Et vous-même, avez-vous pu acheter cette drogue sur des « pharmacies par terre » ?

En fait, les gens qui les vendent appellent cela des « défatigants » et d’ailleurs, je suis à peu près persuadé qu’ils ignorent qu’ils vendent un produit stupéfiant. Ce produit-là, j’en ai identifié trois types. Il y a ce qu’ils appellent le « rouge » ou le « rouget ». Il y a ce qu’ils appellent « le bleu bleu » et il y a aussi une version sous forme de gélules jaunes qui est vendue avec une pilule de diclofénac, qui est un anti-inflammatoire non stéroïdien. Donc, ces produits-là, on les retrouve partout. Et les tests chimiques que nous avons réalisés ont réagi positivement à la méthamphétamine. Il s’avère que c’est effectivement de la méthamphétamine.

Des produits achetés sur des « pharmacies par terre » ?

Oui, voilà. Vers la gare de Sogoniko à Bamako. Vous en trouvez partout. Dans presque toutes les capitales de l’Afrique de l’Ouest, vous allez en trouver partout. Ce qui est étonnant, c’est les mêmes produits qu’on retrouve sous la même forme, partout dans l’Afrique de l’Ouest. Ce qui laisse supposer qu’on a plus ou moins la même équipe ou une forme de franchise sur le produit qui est vendu un peu partout en Afrique de l’Ouest.

En provenance du Nigeria ?

Effectivement, l’essentiel des laboratoires est au Nigeria. Mais je suis à peu près persuadé qu’il y en a un peu partout en Afrique de l’Ouest.

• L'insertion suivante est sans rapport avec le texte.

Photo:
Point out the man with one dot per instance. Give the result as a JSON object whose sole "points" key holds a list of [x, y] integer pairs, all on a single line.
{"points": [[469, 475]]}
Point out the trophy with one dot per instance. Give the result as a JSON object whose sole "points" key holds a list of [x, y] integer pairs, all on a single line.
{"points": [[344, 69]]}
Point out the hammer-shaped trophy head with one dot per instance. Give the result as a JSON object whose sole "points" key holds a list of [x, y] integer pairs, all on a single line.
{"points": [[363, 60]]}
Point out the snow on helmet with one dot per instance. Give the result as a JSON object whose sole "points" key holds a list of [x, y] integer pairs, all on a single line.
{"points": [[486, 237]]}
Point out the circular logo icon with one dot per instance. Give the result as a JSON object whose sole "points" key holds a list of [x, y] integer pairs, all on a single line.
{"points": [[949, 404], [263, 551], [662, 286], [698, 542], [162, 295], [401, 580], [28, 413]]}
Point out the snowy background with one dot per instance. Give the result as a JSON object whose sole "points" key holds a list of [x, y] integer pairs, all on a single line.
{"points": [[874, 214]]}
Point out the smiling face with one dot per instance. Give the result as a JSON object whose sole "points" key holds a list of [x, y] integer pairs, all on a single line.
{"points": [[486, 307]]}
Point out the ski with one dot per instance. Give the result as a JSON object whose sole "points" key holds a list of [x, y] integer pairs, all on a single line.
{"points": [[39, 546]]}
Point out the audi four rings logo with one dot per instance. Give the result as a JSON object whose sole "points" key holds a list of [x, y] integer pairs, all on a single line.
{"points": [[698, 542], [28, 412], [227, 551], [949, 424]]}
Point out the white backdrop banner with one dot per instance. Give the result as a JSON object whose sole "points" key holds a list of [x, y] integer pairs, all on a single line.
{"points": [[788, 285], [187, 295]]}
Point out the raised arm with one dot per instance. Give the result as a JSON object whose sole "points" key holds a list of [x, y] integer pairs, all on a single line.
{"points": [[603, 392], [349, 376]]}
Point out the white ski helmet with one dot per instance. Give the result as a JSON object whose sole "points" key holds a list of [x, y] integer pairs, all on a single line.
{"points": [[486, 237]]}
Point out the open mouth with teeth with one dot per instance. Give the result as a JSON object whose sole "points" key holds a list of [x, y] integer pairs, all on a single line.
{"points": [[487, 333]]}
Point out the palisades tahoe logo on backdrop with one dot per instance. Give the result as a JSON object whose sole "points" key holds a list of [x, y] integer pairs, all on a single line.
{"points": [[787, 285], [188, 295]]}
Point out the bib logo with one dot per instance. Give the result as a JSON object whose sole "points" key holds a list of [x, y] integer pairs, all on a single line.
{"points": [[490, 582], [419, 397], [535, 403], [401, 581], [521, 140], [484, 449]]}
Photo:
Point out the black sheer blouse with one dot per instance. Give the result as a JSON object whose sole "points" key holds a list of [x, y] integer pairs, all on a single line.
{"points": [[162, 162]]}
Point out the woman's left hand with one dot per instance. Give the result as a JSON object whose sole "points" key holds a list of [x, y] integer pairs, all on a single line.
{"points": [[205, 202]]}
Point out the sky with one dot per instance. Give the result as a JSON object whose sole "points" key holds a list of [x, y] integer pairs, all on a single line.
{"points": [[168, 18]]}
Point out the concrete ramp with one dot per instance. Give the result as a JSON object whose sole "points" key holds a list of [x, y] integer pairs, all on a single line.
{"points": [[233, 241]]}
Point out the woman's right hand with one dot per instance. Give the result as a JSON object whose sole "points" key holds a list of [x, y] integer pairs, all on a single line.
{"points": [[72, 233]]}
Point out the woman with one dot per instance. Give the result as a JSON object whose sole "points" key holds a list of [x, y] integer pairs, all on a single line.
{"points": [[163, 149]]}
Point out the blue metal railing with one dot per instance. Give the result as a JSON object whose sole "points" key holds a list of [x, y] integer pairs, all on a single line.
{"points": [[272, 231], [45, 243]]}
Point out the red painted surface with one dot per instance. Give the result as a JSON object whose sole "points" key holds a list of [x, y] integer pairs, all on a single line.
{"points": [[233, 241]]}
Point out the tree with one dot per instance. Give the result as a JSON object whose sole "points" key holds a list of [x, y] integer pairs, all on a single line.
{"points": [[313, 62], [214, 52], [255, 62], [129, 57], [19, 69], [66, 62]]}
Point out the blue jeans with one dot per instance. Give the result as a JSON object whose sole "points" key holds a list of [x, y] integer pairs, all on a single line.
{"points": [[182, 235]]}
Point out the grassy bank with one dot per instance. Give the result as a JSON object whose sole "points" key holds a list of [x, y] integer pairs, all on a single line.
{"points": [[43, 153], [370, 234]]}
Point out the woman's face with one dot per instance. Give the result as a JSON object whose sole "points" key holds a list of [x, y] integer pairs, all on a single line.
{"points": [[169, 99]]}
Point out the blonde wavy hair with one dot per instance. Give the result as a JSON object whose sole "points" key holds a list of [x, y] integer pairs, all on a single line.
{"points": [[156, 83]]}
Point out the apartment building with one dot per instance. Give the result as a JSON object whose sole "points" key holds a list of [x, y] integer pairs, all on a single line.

L’Afrique de l’Ouest qui devient non seulement une terre de passage, mais une terre de consommation…

C’est justement ce qui m’inquiète. De toute façon, aucune drogue ne transite par une zone sans faire de dégâts. L’Afrique de l’Ouest, l’Afrique australe, l’Afrique du Centre et l’Afrique de l’Est sont devenues de véritables cibles pour les narcotrafiquants.